The Plaintiffs further argue that the business judgment rule should apply, and
the court should not question “adequacy of consideration” as to the Taylor
Agreement, as the “Court is ill-equipped to second-guess the Board of Trustees
regarding their determination of the value to the University of its continued
association of the Taylors.” [R. 15 at 15.] Without citing authority, the
Defense merely states that “the multitude of cases regarding the business
judgment rule ... have no application to this Motion, which presents a purely
legal question regarding the Disputed Agreement’s enforceability.” [R. 17 at
9.]
The Plaintiffs cite to an unpublished Kentucky Court of
Appeals opinion, Davis v. Innwood Condo. Prop. Owners Ass’n, which finds
that “the business judgment rule is codified for non-profit corporations” in
the Kentucky Revised Statutes. Davis v. Innwood Condo. Prop. Owners Ass’n,
No. 2013-CA-001221-MR, 2014 Ky. App. Unpub. LEXIS 500, at *10-11 (Ct. App. June
27, 2014). Seeing that the Defense does not cite authority to contest
application of the business judgment rule in this context, and under belief
that the University Board members entered into this agreement with “an informed
basis, in good faith and in the honest belief that the action taken was in the
best interests of the [University],” the business judgment rule may apply in
this context. Id. (citing Allied Ready Mix Co Inc. ex. Rel.

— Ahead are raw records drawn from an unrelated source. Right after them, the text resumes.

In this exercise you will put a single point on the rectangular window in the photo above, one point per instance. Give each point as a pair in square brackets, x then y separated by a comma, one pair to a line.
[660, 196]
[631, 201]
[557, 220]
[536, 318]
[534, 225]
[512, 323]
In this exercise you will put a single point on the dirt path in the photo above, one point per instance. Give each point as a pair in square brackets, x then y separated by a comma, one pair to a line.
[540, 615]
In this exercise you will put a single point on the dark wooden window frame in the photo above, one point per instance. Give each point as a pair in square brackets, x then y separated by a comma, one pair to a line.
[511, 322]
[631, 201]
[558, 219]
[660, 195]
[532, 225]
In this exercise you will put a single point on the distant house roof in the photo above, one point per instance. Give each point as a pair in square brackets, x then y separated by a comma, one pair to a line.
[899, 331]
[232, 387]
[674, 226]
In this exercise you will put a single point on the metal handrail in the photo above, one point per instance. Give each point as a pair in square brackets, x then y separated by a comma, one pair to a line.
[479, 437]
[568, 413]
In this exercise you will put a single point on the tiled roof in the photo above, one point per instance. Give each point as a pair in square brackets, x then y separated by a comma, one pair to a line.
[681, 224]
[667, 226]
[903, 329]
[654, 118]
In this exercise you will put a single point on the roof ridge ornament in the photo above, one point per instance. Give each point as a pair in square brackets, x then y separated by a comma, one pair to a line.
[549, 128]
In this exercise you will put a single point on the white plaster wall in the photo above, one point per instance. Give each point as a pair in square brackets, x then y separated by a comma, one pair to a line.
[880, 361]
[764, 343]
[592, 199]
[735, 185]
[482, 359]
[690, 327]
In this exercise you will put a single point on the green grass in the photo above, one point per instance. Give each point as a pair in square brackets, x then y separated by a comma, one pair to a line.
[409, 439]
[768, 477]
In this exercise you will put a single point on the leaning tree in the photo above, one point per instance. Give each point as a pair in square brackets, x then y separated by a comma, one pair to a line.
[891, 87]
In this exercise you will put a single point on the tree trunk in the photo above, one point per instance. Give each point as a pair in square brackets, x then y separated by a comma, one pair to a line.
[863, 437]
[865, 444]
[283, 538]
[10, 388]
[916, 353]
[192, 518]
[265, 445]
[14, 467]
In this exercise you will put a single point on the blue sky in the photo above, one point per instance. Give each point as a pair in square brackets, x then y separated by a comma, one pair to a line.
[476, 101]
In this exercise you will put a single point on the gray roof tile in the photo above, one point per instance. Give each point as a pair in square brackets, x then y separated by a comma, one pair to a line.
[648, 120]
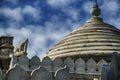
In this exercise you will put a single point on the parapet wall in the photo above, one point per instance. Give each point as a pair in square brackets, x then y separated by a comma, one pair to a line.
[18, 73]
[75, 66]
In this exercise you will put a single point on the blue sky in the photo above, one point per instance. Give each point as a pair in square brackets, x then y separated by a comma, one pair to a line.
[45, 22]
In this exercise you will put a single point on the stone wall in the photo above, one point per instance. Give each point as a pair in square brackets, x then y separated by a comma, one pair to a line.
[40, 73]
[75, 66]
[112, 72]
[23, 68]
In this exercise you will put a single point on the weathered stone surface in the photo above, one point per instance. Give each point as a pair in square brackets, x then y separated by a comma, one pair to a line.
[47, 63]
[80, 65]
[24, 62]
[34, 63]
[1, 74]
[41, 74]
[17, 73]
[13, 62]
[69, 62]
[62, 74]
[100, 64]
[105, 74]
[57, 63]
[115, 66]
[91, 66]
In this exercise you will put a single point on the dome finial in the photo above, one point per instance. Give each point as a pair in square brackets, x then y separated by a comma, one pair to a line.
[95, 11]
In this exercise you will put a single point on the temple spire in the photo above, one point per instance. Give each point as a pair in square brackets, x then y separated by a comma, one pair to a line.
[95, 11]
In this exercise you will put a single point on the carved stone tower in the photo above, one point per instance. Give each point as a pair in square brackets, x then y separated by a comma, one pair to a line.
[6, 51]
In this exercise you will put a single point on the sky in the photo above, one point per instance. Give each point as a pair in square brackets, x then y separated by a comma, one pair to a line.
[45, 22]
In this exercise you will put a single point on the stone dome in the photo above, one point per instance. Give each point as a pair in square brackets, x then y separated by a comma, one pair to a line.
[94, 38]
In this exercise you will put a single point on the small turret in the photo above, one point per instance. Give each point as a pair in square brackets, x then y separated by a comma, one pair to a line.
[6, 50]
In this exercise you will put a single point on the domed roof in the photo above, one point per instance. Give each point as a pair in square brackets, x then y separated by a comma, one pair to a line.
[95, 37]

Mattinglyv. Allen, 994 S.W.2d 4, 8
(Ky. App. 1998)). 2017 WL 512643, ** 5-6.
All of which is very
interesting, but the business judgment rule has absolutely no application to
determine whether there was consideration for a contract. The business judgment
rule is in the nature of a policy of judicial abstention pursuant to which a
court will not review a decision of the board of directors that does not
involve a potential breach of the duty of loyalty absent a prima facia showing
gross negligence or willful misconduct by the board. While the business
judgment rule would have application in a challenge to whether the board made a
proper decision in entering into the agreement with the Taylors, it has
absolutely no application to the validity of the contract between the
University (here a non-profit corporation) and the Taylors.